Первый был даже не совет, а подарок. Подруга на мой день рождения (в четырнадцать лет) вручила мне контурный карандаш. И сияя дружелюбной – искреннейшей! – улыбкой, сказала:
– Тебе подойдёт. У тебя маленькие глубоко посаженные глазки, их нужно научиться красить правильно, если не хочешь быть… ну, такой.
И она сделала жест рукой, обобщив меня целиком в “ну, такую”.
До четырнадцати лет я не слишком задумывалась о собственной внешности. У меня были красивые родители, красивый младший брат, красивые дедушка с бабушкой, и мне даже не приходило в самонадеянную голову, что я могу выбиваться из этого стройного ряда миловидных людей.
К тому же сама подруга была исключительно хороша собой: белокурая, голубоглазая, с ямочками на щеках, и это, конечно, придавало дополнительный вес её словам. Этим весом меня придавило как бетонной плитой.
Я так поразилась открытию о моём уродстве, что замолчала дня на три. Перестала выдавать эмоции и информацию в окружающий мир. Я была занята.
Предстояло хорошенько осмыслить новую себя, и я осмысливала.
Что вообще делают девочки, у которых маленькие глубоко посаженные глазки?
Можно ли им громко смеяться? Разрешено ли им болтать ерунду? Невзначай хлопать симпатичных одноклассников по плечу? Носить красное?

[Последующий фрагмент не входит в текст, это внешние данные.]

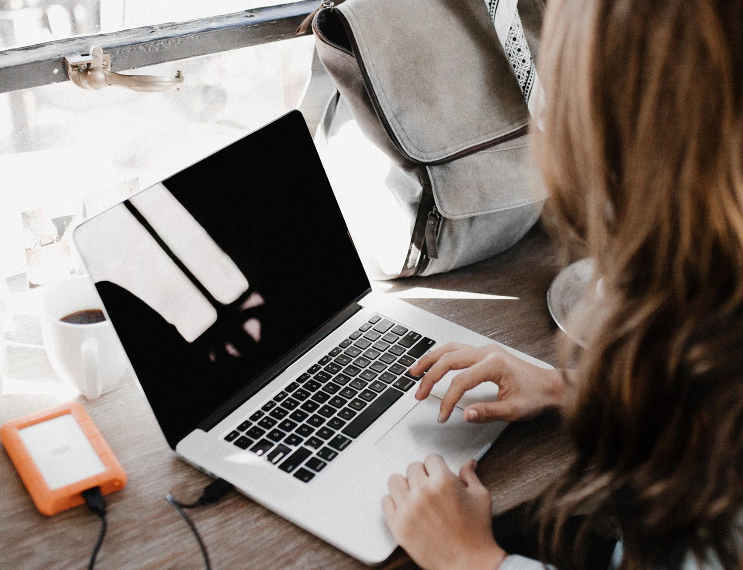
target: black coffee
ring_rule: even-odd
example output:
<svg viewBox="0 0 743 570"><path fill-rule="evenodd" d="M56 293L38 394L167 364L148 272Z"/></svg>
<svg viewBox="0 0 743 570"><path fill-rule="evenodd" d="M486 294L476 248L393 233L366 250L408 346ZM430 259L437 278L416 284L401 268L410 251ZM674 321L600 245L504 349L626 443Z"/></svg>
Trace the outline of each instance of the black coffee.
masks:
<svg viewBox="0 0 743 570"><path fill-rule="evenodd" d="M103 311L100 308L86 308L83 311L76 311L66 317L59 319L62 323L71 323L73 325L92 325L106 320Z"/></svg>

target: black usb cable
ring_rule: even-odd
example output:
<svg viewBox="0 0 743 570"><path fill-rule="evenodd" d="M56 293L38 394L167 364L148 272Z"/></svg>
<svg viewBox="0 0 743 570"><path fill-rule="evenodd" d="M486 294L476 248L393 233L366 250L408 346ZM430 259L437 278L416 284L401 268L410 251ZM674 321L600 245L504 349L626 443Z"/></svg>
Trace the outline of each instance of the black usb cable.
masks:
<svg viewBox="0 0 743 570"><path fill-rule="evenodd" d="M191 517L188 516L185 509L194 508L195 507L201 507L202 505L209 505L210 503L216 502L225 494L227 494L233 488L232 483L228 483L223 479L218 479L216 481L212 481L208 485L204 488L204 493L201 493L196 501L192 503L182 503L176 501L173 496L169 493L165 496L165 499L169 502L173 508L180 514L186 523L190 527L191 531L193 532L194 536L196 537L196 541L198 543L198 548L201 550L201 554L204 556L204 563L206 566L207 570L211 570L212 565L209 561L209 553L207 552L207 546L204 545L204 541L201 540L201 535L198 534L198 531L196 530L196 525L191 520ZM105 521L104 521L105 525Z"/></svg>

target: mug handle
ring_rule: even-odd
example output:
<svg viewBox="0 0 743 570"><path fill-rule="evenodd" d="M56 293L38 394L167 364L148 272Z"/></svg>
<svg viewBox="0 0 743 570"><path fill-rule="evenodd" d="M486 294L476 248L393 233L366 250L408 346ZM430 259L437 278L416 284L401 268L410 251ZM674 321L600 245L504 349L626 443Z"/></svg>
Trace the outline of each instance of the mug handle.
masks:
<svg viewBox="0 0 743 570"><path fill-rule="evenodd" d="M82 393L88 400L92 400L100 395L101 389L98 340L86 338L80 349L82 352Z"/></svg>

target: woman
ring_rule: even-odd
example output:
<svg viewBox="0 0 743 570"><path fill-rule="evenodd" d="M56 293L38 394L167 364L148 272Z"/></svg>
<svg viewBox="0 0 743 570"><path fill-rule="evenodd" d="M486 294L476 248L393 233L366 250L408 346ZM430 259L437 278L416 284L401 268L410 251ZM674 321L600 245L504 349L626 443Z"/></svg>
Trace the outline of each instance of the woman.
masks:
<svg viewBox="0 0 743 570"><path fill-rule="evenodd" d="M562 409L577 456L538 512L558 567L595 567L579 556L583 531L611 516L612 567L739 569L743 1L551 0L541 54L537 156L561 236L603 277L600 321L569 373L444 346L413 371L428 369L418 397L463 369L444 421L481 382L499 401L468 407L468 421ZM473 470L429 457L393 476L395 537L426 570L542 568L498 545ZM568 539L568 517L586 511Z"/></svg>

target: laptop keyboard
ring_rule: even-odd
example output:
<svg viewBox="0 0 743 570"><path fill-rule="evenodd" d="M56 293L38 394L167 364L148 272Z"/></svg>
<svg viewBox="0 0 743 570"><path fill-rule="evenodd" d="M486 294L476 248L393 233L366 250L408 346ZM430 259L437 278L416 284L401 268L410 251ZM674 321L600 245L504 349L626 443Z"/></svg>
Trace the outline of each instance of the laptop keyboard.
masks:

Я стала рассматривать себя перед зеркалом и, конечно, с каждым разом убеждалась, что подруга абсолютно права. Маленькие. Глубоко посаженные. И нос огромный. И щёки тоже – вон, уныло висят слева и справа. Рот невнятный, непонятно, как таким разговаривать. Более-менее удовлетворить могли только уши, но их, к несчастью, закрывали волосы. Я собрала волосы в хвост, чтобы хоть в чём-то на моем лице мог отдохнуть взгляд постороннего человека, измученного прочими уродствами. Я начинала жалеть, что уши нельзя пересадить куда-нибудь ближе к центру, чтобы в глаза бросались именно они, а не все остальное.
За какие-то сутки я проделала путь от самоуверенного залюбленного подростка до гибрида Горлума с Квазимодо, которому предстояло мыкаться по пещерам, до конца дней жрать сырую рыбу и не показываться на свет божий.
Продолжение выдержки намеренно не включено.